Viele Intellektuelle kehren 1949 nach Europa zurück

Theodor W. Adorno war im Jahr 1949 aus dem Exil in den USA ins alte Europa zurückgekehrt. Und mit ihm die allzu menschliche Aussicht auf einen erneuten Anfang: existenziell, institutionell, philosophisch. Freilich, die eigentlich entscheidenden Fragen standen aus. Wolfram Eilenberger stellt fest: „Noch hatte Adorno keinen Fuß auf deutschen Nachkriegsboden gesetzt. Wobei mehr als fraglich war, was das im Jahr 1949 noch bedeuten sollte: Deutschland.“ Theodor W. Adorno ist Teil einer ganzen Welle von Intellektuellen, die 1949 aus dem Exil erstmals wieder ins Land des Hitlerismus zurückkehrten. Unter ihnen Hannah Arendt, Ernst Bloch, Ludwig Marcuse sowie, als strahlkräftigste Verkörperung der Kulturnation: Thomas Mann. Wolfram Eilenberger war langjähriger Chefredakteur des „Philosophie Magazins“, moderiert die „Sternstunde Philosophie“ im Schweizer Fernsehen und ist Mitglied der Programmleitung der phil.COLOGNE.

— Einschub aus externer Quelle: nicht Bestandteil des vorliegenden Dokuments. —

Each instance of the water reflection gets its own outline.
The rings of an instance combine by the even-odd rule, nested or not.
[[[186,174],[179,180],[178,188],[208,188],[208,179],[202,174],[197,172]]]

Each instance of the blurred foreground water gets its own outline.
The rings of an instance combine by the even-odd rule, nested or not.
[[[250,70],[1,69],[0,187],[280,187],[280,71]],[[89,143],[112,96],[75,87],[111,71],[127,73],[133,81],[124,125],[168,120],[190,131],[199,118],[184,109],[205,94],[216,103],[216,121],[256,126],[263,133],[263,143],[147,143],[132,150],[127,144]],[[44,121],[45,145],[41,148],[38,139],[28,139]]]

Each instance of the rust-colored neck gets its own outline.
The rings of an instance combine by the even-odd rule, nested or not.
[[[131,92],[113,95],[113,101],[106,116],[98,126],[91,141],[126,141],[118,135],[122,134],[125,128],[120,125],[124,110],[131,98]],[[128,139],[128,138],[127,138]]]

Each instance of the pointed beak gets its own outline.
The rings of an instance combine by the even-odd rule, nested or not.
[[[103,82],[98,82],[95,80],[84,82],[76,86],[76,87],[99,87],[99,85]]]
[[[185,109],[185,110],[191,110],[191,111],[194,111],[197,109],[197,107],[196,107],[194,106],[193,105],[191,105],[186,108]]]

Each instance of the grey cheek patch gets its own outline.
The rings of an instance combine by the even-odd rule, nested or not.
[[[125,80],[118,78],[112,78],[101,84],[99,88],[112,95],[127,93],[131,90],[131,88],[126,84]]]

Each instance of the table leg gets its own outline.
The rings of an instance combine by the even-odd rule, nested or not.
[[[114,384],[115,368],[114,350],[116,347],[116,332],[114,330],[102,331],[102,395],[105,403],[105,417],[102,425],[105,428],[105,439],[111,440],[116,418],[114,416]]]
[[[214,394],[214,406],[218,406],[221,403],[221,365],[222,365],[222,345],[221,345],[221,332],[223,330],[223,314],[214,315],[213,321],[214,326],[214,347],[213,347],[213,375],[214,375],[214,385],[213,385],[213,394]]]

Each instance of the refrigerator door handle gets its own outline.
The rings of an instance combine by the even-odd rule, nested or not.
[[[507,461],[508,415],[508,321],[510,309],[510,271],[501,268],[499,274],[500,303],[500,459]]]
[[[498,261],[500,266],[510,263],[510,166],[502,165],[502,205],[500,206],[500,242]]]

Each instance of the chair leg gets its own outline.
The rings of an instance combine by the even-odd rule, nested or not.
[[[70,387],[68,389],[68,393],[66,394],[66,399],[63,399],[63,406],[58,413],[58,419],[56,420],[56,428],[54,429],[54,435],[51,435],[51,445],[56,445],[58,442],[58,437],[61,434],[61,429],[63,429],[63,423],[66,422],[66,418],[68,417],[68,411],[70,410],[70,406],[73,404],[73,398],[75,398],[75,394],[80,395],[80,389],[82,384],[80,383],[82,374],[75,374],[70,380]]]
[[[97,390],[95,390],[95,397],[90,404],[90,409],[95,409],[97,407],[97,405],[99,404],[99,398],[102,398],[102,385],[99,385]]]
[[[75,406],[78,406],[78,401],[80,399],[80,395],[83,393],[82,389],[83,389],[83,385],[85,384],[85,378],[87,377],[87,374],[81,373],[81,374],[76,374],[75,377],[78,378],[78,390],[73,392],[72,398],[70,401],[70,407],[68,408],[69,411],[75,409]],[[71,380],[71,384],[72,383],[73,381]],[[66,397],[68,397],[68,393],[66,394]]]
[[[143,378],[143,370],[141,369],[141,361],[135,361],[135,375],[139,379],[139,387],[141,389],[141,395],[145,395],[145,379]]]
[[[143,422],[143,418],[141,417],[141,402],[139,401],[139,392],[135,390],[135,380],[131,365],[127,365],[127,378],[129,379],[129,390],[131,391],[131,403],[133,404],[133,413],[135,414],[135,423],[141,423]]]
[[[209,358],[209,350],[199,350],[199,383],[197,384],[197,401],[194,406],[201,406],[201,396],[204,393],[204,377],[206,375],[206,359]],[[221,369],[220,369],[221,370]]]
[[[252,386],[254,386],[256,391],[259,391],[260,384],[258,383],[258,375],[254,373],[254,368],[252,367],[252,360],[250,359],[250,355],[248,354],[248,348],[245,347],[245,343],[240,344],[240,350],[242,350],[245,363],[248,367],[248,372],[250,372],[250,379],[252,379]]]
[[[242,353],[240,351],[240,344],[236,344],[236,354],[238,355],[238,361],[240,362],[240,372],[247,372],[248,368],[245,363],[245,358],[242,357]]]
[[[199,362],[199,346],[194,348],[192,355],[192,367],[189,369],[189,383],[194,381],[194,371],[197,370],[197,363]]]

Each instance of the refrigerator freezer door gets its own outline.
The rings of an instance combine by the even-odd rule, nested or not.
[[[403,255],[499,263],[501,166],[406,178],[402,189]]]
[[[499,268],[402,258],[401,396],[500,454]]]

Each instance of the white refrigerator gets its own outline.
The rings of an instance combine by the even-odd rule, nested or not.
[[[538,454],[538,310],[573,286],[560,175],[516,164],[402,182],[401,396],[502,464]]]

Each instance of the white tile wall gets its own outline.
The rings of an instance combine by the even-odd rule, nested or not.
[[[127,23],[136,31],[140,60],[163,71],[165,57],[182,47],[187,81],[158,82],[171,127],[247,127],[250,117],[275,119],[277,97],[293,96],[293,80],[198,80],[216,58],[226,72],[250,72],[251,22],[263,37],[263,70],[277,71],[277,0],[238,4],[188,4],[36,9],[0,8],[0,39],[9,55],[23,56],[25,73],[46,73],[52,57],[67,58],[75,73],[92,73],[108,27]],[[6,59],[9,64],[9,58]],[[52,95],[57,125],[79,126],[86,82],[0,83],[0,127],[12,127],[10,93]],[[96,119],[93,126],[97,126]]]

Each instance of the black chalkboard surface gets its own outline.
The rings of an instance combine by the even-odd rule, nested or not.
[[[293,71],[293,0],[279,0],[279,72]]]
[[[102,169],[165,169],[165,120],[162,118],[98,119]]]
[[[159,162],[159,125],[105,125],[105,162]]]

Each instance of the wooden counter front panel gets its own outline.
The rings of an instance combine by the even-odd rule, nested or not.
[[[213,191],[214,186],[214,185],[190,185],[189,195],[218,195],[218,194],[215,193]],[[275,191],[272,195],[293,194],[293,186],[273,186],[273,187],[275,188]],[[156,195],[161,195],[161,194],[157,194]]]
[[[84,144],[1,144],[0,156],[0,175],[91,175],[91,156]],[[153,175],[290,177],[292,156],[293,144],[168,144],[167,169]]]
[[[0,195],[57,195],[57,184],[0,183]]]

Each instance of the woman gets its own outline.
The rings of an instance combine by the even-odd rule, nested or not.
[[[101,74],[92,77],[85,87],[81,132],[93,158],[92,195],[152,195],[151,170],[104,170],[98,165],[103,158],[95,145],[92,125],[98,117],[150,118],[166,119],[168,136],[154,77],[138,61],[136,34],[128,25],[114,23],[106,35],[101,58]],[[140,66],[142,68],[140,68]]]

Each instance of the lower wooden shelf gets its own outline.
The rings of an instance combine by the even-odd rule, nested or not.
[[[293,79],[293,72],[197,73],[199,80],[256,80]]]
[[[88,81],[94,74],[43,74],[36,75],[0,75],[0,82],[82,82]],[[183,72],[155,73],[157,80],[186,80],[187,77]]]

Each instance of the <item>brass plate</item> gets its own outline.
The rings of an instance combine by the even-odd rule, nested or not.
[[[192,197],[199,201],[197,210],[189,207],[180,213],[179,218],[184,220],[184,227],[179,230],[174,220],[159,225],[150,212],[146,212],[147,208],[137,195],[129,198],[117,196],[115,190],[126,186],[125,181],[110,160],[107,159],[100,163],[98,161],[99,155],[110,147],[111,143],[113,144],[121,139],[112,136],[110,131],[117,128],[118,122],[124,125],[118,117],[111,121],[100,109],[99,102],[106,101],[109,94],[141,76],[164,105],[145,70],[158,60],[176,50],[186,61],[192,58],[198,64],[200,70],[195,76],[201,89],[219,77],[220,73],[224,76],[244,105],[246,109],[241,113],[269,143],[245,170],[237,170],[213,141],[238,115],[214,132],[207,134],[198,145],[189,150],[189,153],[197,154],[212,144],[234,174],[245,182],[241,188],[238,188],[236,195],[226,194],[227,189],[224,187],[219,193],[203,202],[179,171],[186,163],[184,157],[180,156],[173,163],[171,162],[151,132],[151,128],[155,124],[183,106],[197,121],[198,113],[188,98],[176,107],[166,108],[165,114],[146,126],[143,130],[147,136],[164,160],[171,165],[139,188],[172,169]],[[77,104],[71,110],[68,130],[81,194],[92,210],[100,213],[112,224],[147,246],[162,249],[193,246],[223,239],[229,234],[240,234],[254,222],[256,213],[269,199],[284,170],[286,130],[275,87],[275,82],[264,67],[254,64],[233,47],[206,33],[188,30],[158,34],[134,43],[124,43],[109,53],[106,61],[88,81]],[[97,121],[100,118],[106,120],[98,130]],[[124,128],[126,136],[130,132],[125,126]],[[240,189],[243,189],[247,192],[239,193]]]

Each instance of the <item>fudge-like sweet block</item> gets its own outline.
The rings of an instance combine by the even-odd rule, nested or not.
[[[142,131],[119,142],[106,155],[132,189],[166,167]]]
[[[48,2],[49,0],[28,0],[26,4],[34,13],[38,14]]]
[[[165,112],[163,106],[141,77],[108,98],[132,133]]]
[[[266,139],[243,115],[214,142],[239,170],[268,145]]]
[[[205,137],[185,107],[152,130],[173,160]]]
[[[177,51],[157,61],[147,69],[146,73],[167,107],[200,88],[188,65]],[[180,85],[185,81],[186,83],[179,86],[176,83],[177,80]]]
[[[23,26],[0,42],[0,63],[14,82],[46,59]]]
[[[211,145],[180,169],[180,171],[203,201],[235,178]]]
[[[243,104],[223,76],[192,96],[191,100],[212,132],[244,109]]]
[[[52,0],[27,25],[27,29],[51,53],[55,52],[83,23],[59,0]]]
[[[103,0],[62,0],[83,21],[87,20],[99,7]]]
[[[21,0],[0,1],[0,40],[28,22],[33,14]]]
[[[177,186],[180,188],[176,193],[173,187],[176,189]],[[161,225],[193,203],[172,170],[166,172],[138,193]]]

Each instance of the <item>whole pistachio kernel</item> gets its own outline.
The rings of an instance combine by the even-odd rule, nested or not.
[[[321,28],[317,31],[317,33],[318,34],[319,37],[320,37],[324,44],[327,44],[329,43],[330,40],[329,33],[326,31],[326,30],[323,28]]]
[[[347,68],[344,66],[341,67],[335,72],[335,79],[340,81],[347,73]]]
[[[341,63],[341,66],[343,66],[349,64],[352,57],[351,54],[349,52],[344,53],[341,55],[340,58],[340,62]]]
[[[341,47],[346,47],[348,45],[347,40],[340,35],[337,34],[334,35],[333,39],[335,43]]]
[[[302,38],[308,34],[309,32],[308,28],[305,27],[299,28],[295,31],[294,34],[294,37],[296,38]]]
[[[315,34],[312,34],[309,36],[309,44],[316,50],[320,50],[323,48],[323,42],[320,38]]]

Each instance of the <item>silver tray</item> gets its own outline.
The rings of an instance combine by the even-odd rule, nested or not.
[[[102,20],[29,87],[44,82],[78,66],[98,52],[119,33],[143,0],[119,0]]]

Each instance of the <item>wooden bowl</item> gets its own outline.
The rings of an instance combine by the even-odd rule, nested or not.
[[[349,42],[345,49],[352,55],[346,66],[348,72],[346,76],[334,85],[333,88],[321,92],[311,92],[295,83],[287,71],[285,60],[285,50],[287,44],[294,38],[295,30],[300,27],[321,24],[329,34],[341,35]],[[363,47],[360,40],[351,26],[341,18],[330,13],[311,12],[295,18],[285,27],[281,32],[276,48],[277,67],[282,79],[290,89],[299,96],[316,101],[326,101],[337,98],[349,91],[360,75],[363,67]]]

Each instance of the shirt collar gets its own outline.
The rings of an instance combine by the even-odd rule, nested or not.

Thomas Mann reist 1949 nach Frankfurt und Weimar

Zur Entgegennahme des Goethe-Preises der Stadt Frankfurt reist der Nobelpreisträger für Literatur des Jahres 1929 im Juli 1949 aus Los Angeles in die gerade einmal zwei Monate alte Bundesrepublik Deutschland. Wolfram Eilenberger ergänzt: „Nur sechs Tage nach der Verleihung in der Frankfurter Paulskirche wird Thomas Mann einen weiteren Goethe-Preis feierlich annehmen. Diesen im Nationaltheater zu Weimar, auf dem Gebiet eines bald zweiten deutschen Staates.“

Er wird am 7. Oktober 1949 unter der Bezeichnung Deutsche Demokratische Republik offiziell ausgerufen. Und nicht nur in Europa gewinnen 1949 die Strukturen und Konfliktlinien kommender Jahrzehnte an Kontur. Wolfram Eilenberger weiß: „In China nehmen die Truppen Mao Zedongs Peking ein und erlangen darauf binnen weniger Wochen die Kontrolle über das gesamte Land.“ Im Nahen Osten kann der junge Staat Israel sich gegen seine arabische Nachbarn im sogenannten Unabhängigkeitskrieg erfolgreich behaupten, sogar Gebietszuwächse erreichen.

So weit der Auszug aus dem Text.